Background
The introduction of novel agents has improved outcomes of multiple myeloma (MM) patients. Nevertheless, the impact of
therapy is different according to the underlying biology of the disease and patient may become resistant. Recently, next
generation sequencing techniques (whole genome sequencing-WGS, whole exome sequencing-WES and RNA sequencing-
RNA-seq) together with immunophenotype revealed clonal evolution and determinants of response/refractoriness.
Hypothesis
Daratumumab monotherapy is highly effective in heavily pretreated relapsed or refractory MM patients and improved overall
response rate compared with single-agent pomalidomide, carfilzomib and lenalidomide. Therefore, we hypothesized that the
effects mediated by T-cell activation and other effector cells may promote deeper and longer responses. Yet, response are not
satisfactory in most cases and patients eventually relapse. Moreover, several findings suggest that PD1-PDL1 blockade alone is
insufficient to induce clinically meaningful anti-myeloma immunity. Consequently, the incorporation of strategies to expand
myeloma-specific T cells and repair the effector cells repertoire could be critical to enhance their efficacy.
Aims
1)To define cell intrinsic mechanisms of sensitivity vs resistance to antiCD38 and antiPD1-PDL1 therapies through genomic,
transcriptomic and immunophenotypic analyses.
2)To define cell extrinsic mechanisms through the evaluation of B-T cells interplay and the role of microenvironment in
response to immunotherapy.
3)To perform an integrative approach by correlation with clinical data to identify biomarkers of response.
Experimental Design
- Evaluation of cell-intrinsic mechanisms: WGS and WES will be performed on CD138+ plasma cells to evaluate their genomic
profile. RNA-seq on CD138+ cells will evaluate transcriptomic profile. Flow cytometry analysis will examine the expression of
specific plasma cells targets prior to treatment, at response and at relapse, and the EuroFlow-IMF MM minimal residual disease
panel will be applied.
- Evaluation of cell-extrinsic mechanisms: through Flow Cytometry we will evaluate T-cells population and B-T cells interplay
and the role of suppressive immune populations like myeloid-derived suppressor cells (MDSCs). RNA-seq will identify the
frequencies of the various helper and effector lymphocyte populations, and correlate them with response to treatment or lack
thereof. Finally, we will measure a broad spectrum of cytokines secreted by MM and other cells within the BM
microenvironment.
Expected Results
We expect to classify genomic alterations as follows:
- early lesions before starting immune therapies: these findings will provide potential predictor of response.

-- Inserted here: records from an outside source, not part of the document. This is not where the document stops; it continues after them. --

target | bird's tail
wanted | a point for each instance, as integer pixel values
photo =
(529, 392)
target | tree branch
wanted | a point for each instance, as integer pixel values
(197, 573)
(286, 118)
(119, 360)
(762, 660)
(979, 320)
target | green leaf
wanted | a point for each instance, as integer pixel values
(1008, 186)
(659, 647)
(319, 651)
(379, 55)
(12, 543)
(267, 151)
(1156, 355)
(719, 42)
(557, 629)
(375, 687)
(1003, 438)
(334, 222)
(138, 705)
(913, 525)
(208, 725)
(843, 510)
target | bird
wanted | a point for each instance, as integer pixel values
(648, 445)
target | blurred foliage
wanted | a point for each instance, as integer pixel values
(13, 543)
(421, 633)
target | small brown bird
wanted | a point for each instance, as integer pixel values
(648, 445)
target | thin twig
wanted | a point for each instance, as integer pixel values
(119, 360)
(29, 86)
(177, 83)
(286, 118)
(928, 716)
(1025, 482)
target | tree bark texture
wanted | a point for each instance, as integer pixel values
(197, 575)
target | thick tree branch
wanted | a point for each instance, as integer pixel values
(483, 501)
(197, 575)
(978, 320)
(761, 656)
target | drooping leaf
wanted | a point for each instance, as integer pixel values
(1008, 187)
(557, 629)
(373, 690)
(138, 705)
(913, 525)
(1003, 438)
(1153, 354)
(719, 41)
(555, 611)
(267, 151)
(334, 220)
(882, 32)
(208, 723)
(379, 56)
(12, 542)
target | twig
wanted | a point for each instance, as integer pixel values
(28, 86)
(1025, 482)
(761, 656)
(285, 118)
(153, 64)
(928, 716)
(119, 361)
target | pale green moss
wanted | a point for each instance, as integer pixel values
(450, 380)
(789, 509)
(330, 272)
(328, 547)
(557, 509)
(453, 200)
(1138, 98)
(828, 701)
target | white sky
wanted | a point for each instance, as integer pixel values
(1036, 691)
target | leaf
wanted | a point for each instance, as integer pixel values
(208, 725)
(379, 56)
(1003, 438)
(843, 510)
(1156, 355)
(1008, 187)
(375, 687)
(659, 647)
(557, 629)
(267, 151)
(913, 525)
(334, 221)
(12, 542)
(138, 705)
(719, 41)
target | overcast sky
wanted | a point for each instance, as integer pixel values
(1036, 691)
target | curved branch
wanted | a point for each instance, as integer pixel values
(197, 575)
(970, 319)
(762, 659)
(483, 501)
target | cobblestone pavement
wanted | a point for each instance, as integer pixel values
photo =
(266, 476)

- acquired lesions during immunotherapies: these results will shed light on which combination of novel agents will limit
mechanisms of resistance.
We expect to identify an extensive and heterogeneous pattern of genomic lesions including mutations, rearrangements and copy
number changes which could alter the interaction between myeloma cells and immune system.
Impact On Cancer
This project will foster our drive towards "individualized therapy" in myeloma. MM is highly heterogeneous and the "one size
fits all" strategy can no longer be adopted. As already shown in other cancers, such as melanoma with BRAF and MEK
inhibitors, a "precision medicine" approach is an urgent medical need. The achievement of this goal will be highly beneficial
both to patients in terms of outcome and quality of life, and to health-care systems in terms of better allocation of resources.